CPP Hits Back Against Australian Politician Behind Protests

Hong Lim, a Cambodian-Australian member of parliament in Victoria, has once again drawn the ire of the CPP for protests he helped organize against Hun Manet during a visit to Melbourne on Friday.

In August, the government barred Mr. Lim from returning to Cambodia after he called the ruling party a “beast” in a radio interview.

In a statement released on Saturday, the ruling party said that Mr. Lim, a Cambodian refugee, had no right to comment on the political situation in his birth country.

“This demonstration is a political demonstration because it was led by politician Hong Lim, who has given up his own nationality,” the statement said of protests that met Lieutenant General Manet, the eldest son of Prime Minister Hun Sen and head of the CPP’s foreign outreach arm.

“So this person Hong Lim does not have the right to comment on Cambodia’s sovereign affairs and does not represent the voice of Khmer people who participated in the demonstration,” it said.
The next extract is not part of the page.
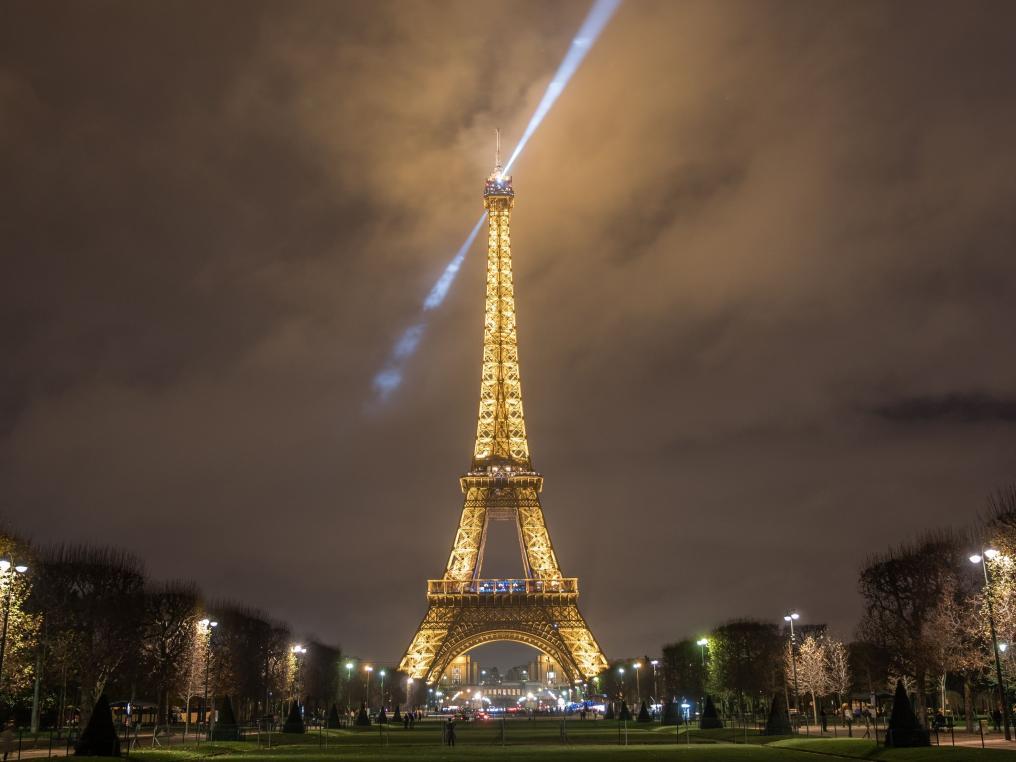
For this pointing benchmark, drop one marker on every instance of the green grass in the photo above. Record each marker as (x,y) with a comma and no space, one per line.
(541,741)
The statement said a political party and its “dishonest leader” were behind the protest, as part of attempts to “confuse opinions in the country and internationally that Cambodia is having a political crisis.”
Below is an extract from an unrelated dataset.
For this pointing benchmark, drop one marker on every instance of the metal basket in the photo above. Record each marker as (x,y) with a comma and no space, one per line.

CPP spokesman Sok Eysan said on Sunday that Hong Lim had effectively given up his Cambodian citizenship by insulting the ruling party.

“He has insulted his own nation saying that it was a ‘beast.’ It means he has given up his Khmer nationality,” he said, declining to say whether he had technically lost citizenship or just been banned from entering the country.

Mr. Eysan said the CPP did not intend to suggest that the CNRP, which has said the country has returned to one-party rule amid the current political turmoil, was involved with the demonstration.

“I don’t think the CNRP was behind it,” he said, noting that the statement did not name any particular party.

“We have to understand that only the opposition supports Hong Lim because he has opposition tendencies,” he added.

After announcing that it would end its boycott of the National Assembly by attending a full session of parliament last Friday, CNRP lawmakers made a last-minute decision not to turn up due to what they said was a threat of violence related to the protests led by Mr. Lim.

Mr. Lim dismissed the notion that he or other members of the Cambodian Australian Federation, which organized the protest, were linked to the CNRP. He said the opposition party’s activists in Australia had largely remained silent amid the worsening situation in Cambodia.

“So it is ironic that we have to explain to you that our demonstration has nothing to do with the CNRP’s decision to return to Parliament or not with its subsequent consequences,” he said in an email on Thursday.

“And we know the CPP will do whatever they want to do with the CNRP as they see fit, as it has always been the case,” he added.

“And as far as we…in Australia are concerned, if the CNRP choose to continue to play the victim to the brutal and obnoxious CPP…then it is their miserable Karma and curse and nothing can save them, not even a win in 2018—because Hun Sen will  ‘lock up the gate and beat up the dogs again’ as in 2013 and before.”